President Obama told federal agencies to shed travel expenses in a November 2011 executive order.
In that order, the White House Office of Management and Budget (OMB) called for a 30 percent reduction in foreign travel spending for each agency. The report said DOE improperly interpreted the OMB requirement to cover only federal employees, and not contractors.
In response to the audit, DOE agreed to extend the 30 percent reduction to contractors, which the audit suggested saves DOE $15 million annually.
DOE did cut travel to $62 million this year, down from $69 million, the department said in comments included in the report.
Still, the department needed to keep a robust travel budget to maintain national security initiatives, Ingrid Kolb, DOE's director for the Office of Management, said in comments attached to the report.
Kolb noted DOE has strengthened its role in international nuclear security under Obama, which has put an emphasis on travel.
She also said DOE spent about $4.5 million on contractor travel in 2011 to assist Japan in response to the Fukushima Daiichi reactor meltdown.
Kolb said DOE has improved collaboration with other nations, bought less expensive non-refundable plane tickets and limited conference attendance to cut costs.
But she noted that “the location of these facilities around the globe necessitates frequent international travel by our scientists.”

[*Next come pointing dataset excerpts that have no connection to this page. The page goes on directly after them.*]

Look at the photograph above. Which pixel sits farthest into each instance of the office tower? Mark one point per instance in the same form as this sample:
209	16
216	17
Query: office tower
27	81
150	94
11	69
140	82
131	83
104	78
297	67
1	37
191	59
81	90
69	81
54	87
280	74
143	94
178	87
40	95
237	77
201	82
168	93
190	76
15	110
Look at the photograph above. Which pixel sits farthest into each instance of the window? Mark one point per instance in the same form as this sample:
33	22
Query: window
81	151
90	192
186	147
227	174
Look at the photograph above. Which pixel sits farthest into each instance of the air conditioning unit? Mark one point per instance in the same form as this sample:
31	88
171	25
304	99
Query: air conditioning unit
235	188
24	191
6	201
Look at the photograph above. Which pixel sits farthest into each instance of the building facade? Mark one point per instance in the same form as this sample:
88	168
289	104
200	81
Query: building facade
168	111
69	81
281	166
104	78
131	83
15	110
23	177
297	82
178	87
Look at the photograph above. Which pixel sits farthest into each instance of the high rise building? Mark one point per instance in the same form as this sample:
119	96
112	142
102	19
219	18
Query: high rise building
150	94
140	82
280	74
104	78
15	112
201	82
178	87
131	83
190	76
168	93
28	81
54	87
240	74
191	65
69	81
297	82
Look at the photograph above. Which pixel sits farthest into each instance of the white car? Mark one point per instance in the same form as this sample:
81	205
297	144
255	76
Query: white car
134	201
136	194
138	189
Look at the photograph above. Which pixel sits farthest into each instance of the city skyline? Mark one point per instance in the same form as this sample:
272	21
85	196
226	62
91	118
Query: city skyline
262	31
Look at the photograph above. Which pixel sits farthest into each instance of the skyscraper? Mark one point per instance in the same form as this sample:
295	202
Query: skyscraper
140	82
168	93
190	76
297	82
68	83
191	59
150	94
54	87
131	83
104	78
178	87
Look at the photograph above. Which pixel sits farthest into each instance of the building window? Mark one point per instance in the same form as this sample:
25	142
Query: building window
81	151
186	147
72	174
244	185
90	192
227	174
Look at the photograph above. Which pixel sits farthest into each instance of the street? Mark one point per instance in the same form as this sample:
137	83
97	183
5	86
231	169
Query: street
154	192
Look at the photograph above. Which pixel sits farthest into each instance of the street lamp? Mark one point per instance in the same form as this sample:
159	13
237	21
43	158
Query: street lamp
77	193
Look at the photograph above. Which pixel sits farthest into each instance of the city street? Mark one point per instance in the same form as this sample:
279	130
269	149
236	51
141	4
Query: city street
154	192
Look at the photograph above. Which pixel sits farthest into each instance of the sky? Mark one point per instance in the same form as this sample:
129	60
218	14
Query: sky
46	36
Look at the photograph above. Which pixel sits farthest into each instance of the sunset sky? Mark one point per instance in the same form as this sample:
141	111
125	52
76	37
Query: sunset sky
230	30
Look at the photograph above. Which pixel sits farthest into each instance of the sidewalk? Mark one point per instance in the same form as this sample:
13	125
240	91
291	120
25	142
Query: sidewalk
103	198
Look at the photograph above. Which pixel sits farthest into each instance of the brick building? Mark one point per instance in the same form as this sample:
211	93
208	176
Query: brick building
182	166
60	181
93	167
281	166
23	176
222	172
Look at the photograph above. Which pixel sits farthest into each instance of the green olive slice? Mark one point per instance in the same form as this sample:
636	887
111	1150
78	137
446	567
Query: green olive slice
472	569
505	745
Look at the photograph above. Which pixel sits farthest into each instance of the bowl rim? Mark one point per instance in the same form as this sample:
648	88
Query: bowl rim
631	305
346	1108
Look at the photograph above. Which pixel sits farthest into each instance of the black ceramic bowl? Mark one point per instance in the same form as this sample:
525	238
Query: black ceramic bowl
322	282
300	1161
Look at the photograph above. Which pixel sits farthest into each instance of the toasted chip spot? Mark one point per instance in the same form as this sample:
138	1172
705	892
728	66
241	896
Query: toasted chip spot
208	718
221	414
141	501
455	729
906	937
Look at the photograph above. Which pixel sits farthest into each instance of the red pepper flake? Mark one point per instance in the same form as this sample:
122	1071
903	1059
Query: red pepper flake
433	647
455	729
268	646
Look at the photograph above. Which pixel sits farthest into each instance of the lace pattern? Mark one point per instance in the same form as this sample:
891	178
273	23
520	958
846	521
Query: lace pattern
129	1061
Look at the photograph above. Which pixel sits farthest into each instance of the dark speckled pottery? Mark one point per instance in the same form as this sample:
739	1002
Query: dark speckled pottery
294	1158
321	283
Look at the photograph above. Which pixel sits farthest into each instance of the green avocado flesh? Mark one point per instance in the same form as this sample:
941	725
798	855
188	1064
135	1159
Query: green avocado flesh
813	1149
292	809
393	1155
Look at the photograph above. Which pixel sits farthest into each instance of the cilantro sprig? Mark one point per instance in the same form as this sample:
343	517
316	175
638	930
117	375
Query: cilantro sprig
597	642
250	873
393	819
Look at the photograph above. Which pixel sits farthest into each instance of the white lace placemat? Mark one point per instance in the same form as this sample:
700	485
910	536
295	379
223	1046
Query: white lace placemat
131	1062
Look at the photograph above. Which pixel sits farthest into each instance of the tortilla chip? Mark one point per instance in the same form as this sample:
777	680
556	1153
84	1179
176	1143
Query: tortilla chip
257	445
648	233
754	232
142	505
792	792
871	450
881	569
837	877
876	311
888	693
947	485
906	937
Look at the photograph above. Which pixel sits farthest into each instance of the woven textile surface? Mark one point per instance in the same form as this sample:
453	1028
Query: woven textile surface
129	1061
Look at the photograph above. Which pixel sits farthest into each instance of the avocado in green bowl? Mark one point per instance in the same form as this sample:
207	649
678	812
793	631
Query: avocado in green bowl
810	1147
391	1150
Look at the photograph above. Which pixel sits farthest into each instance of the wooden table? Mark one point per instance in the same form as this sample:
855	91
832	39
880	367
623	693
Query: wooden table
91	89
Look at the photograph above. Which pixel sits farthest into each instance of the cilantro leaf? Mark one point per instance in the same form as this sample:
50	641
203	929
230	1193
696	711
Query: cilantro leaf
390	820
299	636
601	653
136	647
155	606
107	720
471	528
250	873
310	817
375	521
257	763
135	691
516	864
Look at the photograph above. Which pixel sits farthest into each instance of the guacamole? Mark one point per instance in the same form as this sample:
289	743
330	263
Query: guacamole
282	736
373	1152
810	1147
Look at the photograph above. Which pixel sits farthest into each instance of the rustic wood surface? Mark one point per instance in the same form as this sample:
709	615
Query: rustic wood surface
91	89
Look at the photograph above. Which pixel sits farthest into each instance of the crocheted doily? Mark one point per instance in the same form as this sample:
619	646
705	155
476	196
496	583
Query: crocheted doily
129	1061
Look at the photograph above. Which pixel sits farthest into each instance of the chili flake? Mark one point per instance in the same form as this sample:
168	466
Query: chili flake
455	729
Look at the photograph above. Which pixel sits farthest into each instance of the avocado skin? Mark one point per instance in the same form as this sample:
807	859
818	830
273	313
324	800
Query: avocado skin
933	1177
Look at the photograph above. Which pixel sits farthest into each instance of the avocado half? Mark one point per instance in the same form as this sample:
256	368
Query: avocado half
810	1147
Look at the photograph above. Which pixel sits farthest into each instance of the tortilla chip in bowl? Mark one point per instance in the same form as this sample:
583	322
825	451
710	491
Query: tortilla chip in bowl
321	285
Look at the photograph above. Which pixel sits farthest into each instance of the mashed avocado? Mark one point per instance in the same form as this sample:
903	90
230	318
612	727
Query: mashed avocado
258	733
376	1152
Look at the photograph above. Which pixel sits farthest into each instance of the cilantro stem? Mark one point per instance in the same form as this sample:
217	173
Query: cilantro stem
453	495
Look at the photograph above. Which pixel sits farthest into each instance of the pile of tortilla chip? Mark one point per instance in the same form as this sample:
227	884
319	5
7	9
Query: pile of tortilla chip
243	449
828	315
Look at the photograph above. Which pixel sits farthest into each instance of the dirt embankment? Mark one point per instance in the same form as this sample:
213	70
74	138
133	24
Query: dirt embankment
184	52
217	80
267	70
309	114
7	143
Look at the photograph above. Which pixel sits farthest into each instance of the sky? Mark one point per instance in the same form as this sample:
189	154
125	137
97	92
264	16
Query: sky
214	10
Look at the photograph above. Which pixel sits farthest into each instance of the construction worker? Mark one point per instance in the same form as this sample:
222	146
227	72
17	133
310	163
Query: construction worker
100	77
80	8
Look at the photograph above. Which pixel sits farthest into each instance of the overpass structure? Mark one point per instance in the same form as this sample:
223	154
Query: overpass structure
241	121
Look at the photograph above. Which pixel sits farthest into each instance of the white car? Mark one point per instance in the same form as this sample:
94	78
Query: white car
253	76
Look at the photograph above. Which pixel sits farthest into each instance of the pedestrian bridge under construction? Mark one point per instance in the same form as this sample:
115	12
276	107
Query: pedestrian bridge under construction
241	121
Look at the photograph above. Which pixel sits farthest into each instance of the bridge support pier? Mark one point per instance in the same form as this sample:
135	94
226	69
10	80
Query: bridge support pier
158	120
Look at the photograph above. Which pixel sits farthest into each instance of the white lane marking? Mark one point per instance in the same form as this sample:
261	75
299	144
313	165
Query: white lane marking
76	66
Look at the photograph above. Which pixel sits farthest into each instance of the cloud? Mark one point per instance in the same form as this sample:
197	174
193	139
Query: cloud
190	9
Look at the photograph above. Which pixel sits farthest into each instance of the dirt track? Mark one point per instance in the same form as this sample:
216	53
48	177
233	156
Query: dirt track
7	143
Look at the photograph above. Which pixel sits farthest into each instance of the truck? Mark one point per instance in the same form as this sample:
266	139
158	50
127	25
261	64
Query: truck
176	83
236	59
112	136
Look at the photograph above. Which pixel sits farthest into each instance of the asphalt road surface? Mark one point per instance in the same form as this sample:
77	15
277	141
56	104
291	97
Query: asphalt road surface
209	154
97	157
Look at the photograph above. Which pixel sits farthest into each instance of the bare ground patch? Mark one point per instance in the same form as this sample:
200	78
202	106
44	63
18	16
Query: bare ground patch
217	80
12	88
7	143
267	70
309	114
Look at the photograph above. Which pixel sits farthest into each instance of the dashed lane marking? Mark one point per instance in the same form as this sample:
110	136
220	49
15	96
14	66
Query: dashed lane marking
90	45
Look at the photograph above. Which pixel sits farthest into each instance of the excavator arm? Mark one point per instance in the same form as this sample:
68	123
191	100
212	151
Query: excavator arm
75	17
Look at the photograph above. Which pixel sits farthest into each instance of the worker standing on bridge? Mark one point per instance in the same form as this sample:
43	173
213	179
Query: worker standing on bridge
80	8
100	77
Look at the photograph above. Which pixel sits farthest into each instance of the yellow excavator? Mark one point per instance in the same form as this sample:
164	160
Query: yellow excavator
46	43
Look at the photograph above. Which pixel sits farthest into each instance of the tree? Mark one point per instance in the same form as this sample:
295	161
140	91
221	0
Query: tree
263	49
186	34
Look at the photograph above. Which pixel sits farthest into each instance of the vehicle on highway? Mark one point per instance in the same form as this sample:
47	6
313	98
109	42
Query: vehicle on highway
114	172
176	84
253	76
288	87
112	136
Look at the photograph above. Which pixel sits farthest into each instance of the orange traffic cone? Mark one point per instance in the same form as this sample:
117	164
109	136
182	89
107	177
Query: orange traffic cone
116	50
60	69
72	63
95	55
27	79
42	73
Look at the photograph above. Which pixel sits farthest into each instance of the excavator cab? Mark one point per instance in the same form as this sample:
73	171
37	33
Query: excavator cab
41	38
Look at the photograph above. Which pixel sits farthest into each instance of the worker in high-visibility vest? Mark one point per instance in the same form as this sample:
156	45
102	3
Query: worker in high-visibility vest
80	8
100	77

Congress has also pushed agencies to slash travel spending in response to the General Services Administration spending $823,000 on a 2010 Las Vegas conference.
That scandal ignited criticism from both sides of the aisle, helping usher the Government Spending Accountability Act (H.R. 4631) through the House with only one dissenting vote.
That bill would prevent spending more than $500,000 on a conference without congressional approval. It would also require federal agencies to report travel expenses to Congress each quarter, and cap travel spending at 70 percent of agencies’ 2010 travel budgets.
The bill is currently in the Senate Committee on Homeland Security and Governmental Affairs.